It’s been a little over a month and the shock is wearing off. We are all settling into our temporary normal – working from home, homeschooling kids, distancing ourselves from friends and loved ones. Like it or not, this is how it’s going to be for the foreseeable future.
The introverts among us are probably fairing well. Phones and teleconferences give them access to social engagement while the alone time is what they crave under normal conditions. The comfort of home and the ability to recharge as needed are probably a breath of fresh air for most introverts.
Extroverts on the other hand…
Extroverts get their energy, their drive, from being around others. When the ability to interact with friends, family, and colleagues gets taken away, extroverts can become despondent and depressed and lose hope.
For extroverts (or even introverts who are just tired of being inside all the time), making peace with the current situation is crucial.
Don’t just say, “Okay…we’re doing this. Let’s get it over with.” Learn to love the quarantine orders. Look beyond the isolation for the deeper meaning. Sheltering in place means that you and your family are safe. Quarantine means that those you love the most are also safe. Staying home means that humanity is coming together to save itself. Take note of the global outpouring of love and wrap your brain about the enormity of this historic time. Teach your children what can happen when the world cares for its own.

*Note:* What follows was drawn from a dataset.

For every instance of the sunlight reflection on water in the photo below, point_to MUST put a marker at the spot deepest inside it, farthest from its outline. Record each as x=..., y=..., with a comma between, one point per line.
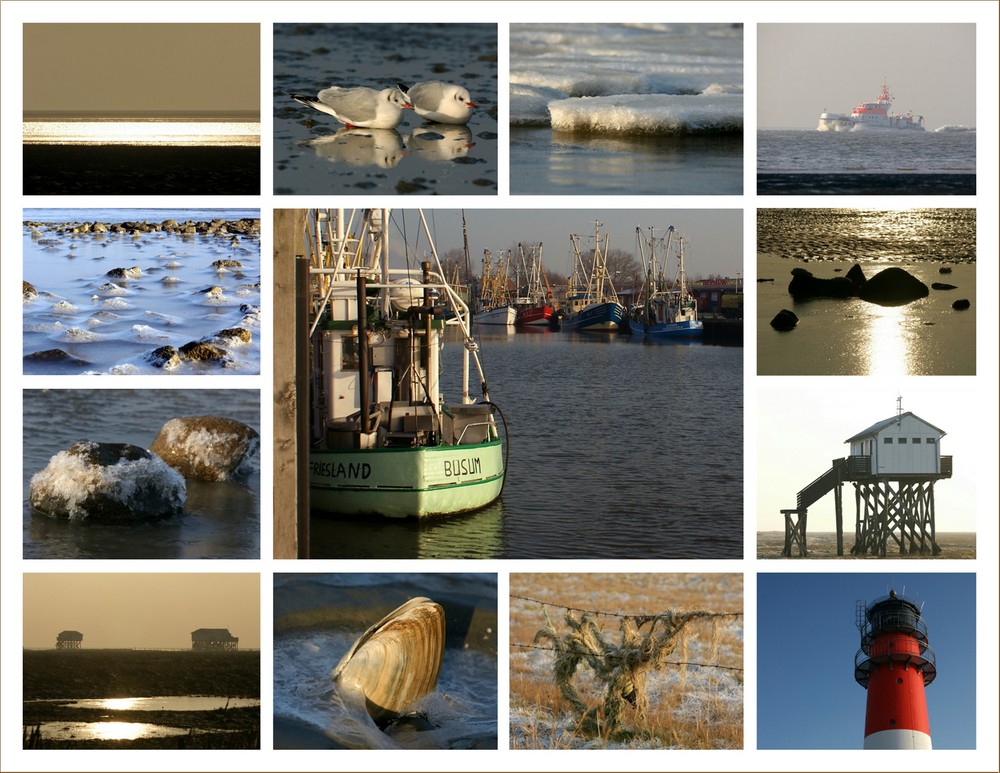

The biggest problem with enormous orders like “don’t leave your house if you don’t have to” is the loss of control. No one likes to be told what to do and losing the autonomy that comes with even a simple trip to the grocery store is unnerving for a lot of people.
Feel that lack of control. Don’t try to ignore it…acknowledge it and be mad. It’s okay! (But don’t get violent. That’s not okay.)
When you’ve released some of that negative energy, think about things you do have control over, which is probably more than you think. You are still in control of your family, your kids’ educations, your health, your home, your happiness. You are still in control of what you have for dinner tonight and what you watch on TV. You have retained control of who you communicate with and how (with the exception of in person) and you have control over your spirituality. You may find that you’ve given up a lot less than you think you have.
You’ve gotten mad. You’ve counted your blessings. You’ve decided to make the best of the situation.
Find something to express how you’re feeling inside. Ever wanted to learn how to paint? Order some supplies from Amazon.com, turn on Bob Ross and see what happens. If it comes out looking like an ill-advised preschool masterpiece, who cares? No one is going to see it anyway!
Write down your feelings in a journal. Learn to cook fancy French food you can barely pronounce. Sketch. Go for a run. Take up kickboxing.
Self-expression is endless. It doesn’t have to be artistic or creative…it can be athletic or pragmatic. Whatever you need to use up some of the anxious energy you may be feeling can be an expression of your inner self.
Despite all that it comes with, be thankful for this time. Whether it’s more time with your family, an opportunity to work on a project you’ve been putting off, more time to focus on yourself, or the chance to rethink your priorities, giving thanks for what you have can never go wrong.